Word about the wildcat strike that affected Iarnród Éireann and Dublin Bus spread "faster than a church-gate collection on a Sunday" among workers on social media, but it was not organised by unions, a union leader has claimed.
Stephen McKelvey, branch chairman in Cork of the National Bus & Rail Union (NBRU), said the first he knew about it was when he received a phone call at 4am on his way to the join the picket at Capwell Garage.
“There are no winners in a strike: the travelling public aren’t winning, we have schoolkids having to walk to school in the rain, they’re losing; we feel sorry for city traders because they are losing too,” he said.
“These fellows are not happy being out of work and without their wages, and the attitude of Mr Ross, saying he doesn’t want to get involved, well if he doesn’t want to be involved, he shouldn’t be Minister for Transport.”
Pat Hartnett, Siptu's transport sector secretary in Cork, who represents 110 Bus Éireann staff in the city, said he had learned about the Kent Station picket from social media.
However, he said the fact that Dublin commuters were affected had shone a spotlight on the strike.
"[Ministers] seem to be going down the path that they don't give a damn about rural Ireland or any of the cities outside Dublin," he said.
“I don’t know if today’s unofficial action will bring things to a head but one thing it did do was that it meant the dispute got more media attention.”
Immunities
Secondary picketing – the picketing by striking workers of a premises not used by their employer – can be lawful, and the circumstances in which it can occur are set out in the 1990 Industrial Relations Act.

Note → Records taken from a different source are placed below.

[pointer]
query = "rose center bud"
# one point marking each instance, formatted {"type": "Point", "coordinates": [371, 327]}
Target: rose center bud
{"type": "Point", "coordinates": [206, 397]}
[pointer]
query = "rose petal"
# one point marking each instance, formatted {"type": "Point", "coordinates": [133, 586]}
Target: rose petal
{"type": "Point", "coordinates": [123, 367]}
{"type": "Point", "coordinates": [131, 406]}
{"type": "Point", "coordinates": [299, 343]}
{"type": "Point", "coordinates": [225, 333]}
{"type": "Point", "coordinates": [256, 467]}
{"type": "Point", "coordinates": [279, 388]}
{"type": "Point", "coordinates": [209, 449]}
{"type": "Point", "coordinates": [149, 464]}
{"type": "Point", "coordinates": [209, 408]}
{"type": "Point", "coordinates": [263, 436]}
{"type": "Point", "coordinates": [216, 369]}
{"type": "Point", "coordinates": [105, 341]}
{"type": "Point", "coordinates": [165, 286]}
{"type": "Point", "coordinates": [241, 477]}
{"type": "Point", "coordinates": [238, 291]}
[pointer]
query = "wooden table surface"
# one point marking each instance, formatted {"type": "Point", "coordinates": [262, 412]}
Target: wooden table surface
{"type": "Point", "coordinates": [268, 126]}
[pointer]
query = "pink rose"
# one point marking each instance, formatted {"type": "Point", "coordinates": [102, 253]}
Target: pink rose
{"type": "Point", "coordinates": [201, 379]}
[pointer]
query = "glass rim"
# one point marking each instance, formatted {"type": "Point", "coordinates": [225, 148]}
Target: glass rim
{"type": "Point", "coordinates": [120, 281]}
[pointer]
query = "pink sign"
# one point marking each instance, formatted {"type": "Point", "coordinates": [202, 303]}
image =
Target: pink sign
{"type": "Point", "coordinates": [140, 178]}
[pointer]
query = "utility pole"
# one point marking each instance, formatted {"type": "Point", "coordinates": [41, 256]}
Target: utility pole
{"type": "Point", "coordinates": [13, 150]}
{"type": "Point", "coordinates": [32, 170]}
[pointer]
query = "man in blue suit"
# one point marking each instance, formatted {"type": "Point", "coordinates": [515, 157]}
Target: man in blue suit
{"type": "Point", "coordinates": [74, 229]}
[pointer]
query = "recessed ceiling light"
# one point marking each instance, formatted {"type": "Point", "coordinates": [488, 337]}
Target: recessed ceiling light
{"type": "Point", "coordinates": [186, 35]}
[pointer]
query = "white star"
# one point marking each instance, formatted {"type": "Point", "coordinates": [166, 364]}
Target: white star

The Act provides workers with certain immunities from legal liability when they take strike action, but the immunities only stand as long as certain conditions have been met. The strike must be in furtherance of a trade dispute, the workers have to have held a secret ballot, and the employer has to have been given a week’s notice.
The 1990 Act, which for the first time set out definitions for primary and secondary picketing, says that picketing is lawful as long as it is peaceful and in furtherance of a trade dispute.
Secondary picketing is lawful where an employer who is not a party to the trade dispute has “directly assisted” the employer of the picketing workers “for the purpose of frustrating the strike or other industrial action”.
An example of this might be a picket on a factory that, for the duration of the strike, has agreed to produce the products that are not being produced by the employer of the striking workers because of their industrial action.
Where there is a group of companies, other companies in the group are regarded as separate employers for the purposes of the 1990 Act.
Employees of one group company should not picket another group company, save where there is an interchangeability of staff.
The decision by the NBRU and Siptu to rapidly disown yesterday's wildcat action reflected concern about the effect it could have on efforts to end the strike, rather than fears that they could be sued.